Fri. Aug 19th, 2022
Registration forms are completed and turned in at a registration station at NC Central University. The new photo I.D. voting laws will hinder the future voting process.

Leesville hosted a voter registration drive September 3-9. This year, however, only those who are 18 or will be 18 by election day can register to vote.

As of August 30, pre-registration for 16 and 17 year olds has been eliminated in a controversial bill signed by Governor McCrory. The repeal of the 2009 law allowing pre-registration has received negative reactions from underage Leesville students.

Alexander Magee, a member of Leesville’s Political Club, says the club members did not like the law change and personally feels there is no reason for it.

“As a nation, we face a lot of voter apathy and part of it is because the youth don’t care, but the way to get the youth to care is [to] allow them to [pre]register to vote, and now we can’t do that,” said Magee.

But this didn’t stop those who are eligible from registering. Mrs. Dow, the teacher in charge of the drive, said the drive has been really popular.

“The numbers have been in the hundreds,” said Dow.

As for future registration, Dow says it will be much smaller. The number in the future will most likely only be in the tens.

The decrease in popularity of voting is statewide. The elimination of pre-registration was only part of the passed bill. Future voters will now have to show government-issued photo I.D. to polls and deal with the shortening of early voting.
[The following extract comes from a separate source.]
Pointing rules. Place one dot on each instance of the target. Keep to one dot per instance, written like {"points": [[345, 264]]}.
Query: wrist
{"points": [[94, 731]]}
The new bill has also received attention from Washington, D.C. As reported by Raleigh News and Observer , Colin Powell, the former Secretary of State, slammed the N.C. law change at a recent local forum, saying, “I want to see policies that encourage every American to vote, not make it more difficult to vote.”

From the Leesville students to the former Secretary of State, the consensus remains: in order for the nation and state to increase voting popularity, voting needs to cater voters, not those who are currently in office.